1. _Reducing the learning curve for those new to the .NET world, by providing better help, more powerful wizards and tools and supporting the complete software development lifecycle._ > 2. _Making it easier for existing applications (particularly those written in ASP and Visual Basic "Classic") to be migrated across to the .NET world._ > 3. _Providing tools and guidance to IT Professionals to help them deploy and manage the .NET Framework and associated applications._ >
From my experience in 2003, the third one is the most important. There is already momentum behind teaching people about .NET (it started way before it was even fully released) and there is already effort in the migration area. What I found most, though, was that while developers are starting to come to terms with the new world of .NET, support staff and IT managers are still pretty much in the dark. Where IT departments might have developed pretty clear strategies for deploying and maintaining applications written in, say, ASP, when it comes to ASP.NET they are faced with new challenges that they are unprepared for.
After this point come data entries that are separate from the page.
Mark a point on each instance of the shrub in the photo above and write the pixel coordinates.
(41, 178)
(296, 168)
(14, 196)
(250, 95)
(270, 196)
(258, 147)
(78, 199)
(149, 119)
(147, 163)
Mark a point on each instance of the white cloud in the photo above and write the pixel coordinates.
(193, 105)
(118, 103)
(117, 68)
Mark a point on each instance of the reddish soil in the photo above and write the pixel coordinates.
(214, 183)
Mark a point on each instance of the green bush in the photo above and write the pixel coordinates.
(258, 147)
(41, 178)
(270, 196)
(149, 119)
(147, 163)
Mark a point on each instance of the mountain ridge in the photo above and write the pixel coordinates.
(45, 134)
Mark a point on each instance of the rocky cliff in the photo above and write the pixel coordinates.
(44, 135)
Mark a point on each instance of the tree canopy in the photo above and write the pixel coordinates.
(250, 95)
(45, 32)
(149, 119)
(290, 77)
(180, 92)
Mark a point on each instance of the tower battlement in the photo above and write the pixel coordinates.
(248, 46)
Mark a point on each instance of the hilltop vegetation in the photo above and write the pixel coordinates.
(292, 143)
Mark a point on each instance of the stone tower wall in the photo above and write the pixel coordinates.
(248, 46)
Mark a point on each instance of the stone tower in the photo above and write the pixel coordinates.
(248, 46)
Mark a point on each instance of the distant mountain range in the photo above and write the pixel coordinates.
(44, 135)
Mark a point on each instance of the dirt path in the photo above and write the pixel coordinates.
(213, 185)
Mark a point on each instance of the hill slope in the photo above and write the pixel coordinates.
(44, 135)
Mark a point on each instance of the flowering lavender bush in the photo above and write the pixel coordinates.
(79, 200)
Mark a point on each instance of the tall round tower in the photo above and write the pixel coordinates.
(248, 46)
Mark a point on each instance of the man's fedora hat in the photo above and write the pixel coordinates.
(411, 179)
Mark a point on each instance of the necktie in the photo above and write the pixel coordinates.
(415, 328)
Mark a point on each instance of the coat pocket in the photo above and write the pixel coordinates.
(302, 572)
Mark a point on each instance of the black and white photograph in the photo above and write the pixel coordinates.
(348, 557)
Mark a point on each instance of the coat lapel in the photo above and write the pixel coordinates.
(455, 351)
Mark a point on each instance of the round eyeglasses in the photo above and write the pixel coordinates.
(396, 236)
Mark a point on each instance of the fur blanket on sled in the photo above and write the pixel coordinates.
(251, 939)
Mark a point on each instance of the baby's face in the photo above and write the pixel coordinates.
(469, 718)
For example, how many people know the ins and outs of the files and folders that are written when an ASP.NET application is running. Have you seen the impact an incorrectly configured virus scan can have when all the temporary ASP.NET assemblies are continually scanned?
So I say a significant focus through 2004 should be pointed towards building documentation about best practices for the deployment and management of .NET (and in particular) ASP.NET applications for busy IT departments.